Recycling center keeping afloat, selling locally
No reports of recycling dumped in landfill as it was in Des Moines
While some recycling centers in Iowa struggle, the regional center serving Fort Dodge continues to sell paper locally, according to operations manager Jason Slinker.
Slinker oversees recycling operations for about 42 towns through the North Central Iowa Regional Solid Waste Agency south of Fort Dodge.
Earlier this month the Associated Press reported tons of paper meant to be recycled were instead dumped into a Des Moines landfill because of plunging prices for the material.
“Our stuff stays pretty local. It goes to Clarion,” Slinker said. “They make egg crates and low-grade material, so we’ve yet to have that issue.”

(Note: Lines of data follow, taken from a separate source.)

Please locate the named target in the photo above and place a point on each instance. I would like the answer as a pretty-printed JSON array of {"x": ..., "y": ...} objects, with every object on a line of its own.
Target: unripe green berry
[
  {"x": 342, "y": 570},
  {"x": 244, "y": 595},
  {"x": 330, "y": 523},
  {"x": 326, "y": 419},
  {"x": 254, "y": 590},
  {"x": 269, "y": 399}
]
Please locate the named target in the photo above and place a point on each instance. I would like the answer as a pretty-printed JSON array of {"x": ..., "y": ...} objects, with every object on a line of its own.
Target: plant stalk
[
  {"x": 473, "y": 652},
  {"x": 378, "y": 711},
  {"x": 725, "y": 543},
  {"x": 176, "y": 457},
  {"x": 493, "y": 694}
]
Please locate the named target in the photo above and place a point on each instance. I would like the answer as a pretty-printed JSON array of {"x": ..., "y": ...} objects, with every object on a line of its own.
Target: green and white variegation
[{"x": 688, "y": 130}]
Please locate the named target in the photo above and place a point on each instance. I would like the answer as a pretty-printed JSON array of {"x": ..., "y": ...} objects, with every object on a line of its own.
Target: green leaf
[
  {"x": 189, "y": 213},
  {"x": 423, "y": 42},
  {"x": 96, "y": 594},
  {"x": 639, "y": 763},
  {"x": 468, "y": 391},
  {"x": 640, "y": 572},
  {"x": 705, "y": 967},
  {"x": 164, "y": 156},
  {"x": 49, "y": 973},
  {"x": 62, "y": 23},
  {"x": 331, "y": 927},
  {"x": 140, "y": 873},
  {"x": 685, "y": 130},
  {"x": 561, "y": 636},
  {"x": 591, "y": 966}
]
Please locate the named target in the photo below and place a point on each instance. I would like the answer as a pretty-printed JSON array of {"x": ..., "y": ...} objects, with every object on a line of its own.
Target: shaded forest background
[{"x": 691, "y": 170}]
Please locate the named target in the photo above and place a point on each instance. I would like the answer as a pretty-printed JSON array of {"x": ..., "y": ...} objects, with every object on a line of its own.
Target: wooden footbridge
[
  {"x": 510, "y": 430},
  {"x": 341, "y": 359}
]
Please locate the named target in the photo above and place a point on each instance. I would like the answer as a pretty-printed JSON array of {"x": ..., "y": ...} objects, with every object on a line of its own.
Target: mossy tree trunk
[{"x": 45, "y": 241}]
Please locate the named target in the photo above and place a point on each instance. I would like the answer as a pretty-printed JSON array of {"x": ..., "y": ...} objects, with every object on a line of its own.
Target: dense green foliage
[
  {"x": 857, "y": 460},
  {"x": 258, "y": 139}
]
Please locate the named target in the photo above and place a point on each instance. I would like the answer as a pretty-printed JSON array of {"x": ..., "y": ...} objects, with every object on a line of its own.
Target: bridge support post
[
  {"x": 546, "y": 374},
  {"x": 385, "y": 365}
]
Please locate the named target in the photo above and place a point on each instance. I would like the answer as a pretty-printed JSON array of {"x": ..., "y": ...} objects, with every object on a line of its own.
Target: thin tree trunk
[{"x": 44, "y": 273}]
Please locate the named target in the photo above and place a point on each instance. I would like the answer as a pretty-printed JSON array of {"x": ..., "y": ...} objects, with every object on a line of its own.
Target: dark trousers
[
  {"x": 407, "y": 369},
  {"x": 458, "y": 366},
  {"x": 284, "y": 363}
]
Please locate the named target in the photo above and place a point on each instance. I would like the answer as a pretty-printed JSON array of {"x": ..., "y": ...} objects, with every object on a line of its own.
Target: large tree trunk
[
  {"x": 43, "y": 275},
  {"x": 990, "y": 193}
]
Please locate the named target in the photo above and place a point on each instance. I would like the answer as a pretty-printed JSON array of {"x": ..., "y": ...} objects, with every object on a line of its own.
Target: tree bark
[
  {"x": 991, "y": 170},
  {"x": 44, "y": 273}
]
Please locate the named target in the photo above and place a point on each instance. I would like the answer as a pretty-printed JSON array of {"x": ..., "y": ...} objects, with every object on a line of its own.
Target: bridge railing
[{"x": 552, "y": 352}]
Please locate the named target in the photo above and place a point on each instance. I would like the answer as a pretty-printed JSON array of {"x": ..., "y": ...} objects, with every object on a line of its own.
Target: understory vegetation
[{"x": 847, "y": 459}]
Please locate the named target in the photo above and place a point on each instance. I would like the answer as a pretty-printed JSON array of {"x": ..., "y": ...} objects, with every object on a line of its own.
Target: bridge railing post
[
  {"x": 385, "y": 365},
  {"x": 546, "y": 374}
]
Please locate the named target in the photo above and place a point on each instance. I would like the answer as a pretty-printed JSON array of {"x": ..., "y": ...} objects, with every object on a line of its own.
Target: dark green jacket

Slinker said different buyers will have different standards for the recycled paper product they’re willing to buy. By working with the Clarion company, the NCIRSWA gets paid a little less per ton but has been able to continue operations even as the market remains unpredictable.
“Somebody had approached me about our paper and possibly paying more, but I like to keep things local,” Slinker said. “From a logistics standpoint we’re right there, and the product they’re making is very low standard, so with these volatile markets right now, that seemed to be the safer bet.”
China made changes in what recycling it would accept from the U.S. over a year ago, in response to poor quality product it was getting from the U.S., according to Slinker.
That’s led to a need for higher-quality recycling material throughout the stream.
Overall, the agency remains financially sound because of the landfill side, Slinker said. The NCIRSWA operates the landfill south of Fort Dodge as well as a Household Hazardous Waste collection site.
“Even when we have some dark times,” he said, “we’re not cutting jobs or anything. We can still rely on the revenue generated from the landfill to keep everything afloat.”
The prices the center can get paid for paper and cardboard have dropped dramatically he said.
Prices for plastic have actually gone up.
“Plastic had increased, but the volume or weight of the plastic, we don’t export near as much to recover from the hit we took when the markets went down,” he said. “I probably only send out 15 tons (or less) of plastic a month, where paper I’m sending out about 40 tons a month, and cardboard I’m doing 100 tons a month.
“Plastic is big, it’s bulky volume-wise, but the weight isn’t there compared to the fiber products. Even though the price went up, it didn’t necessarily tip the scales and balance it when the other markets went down.”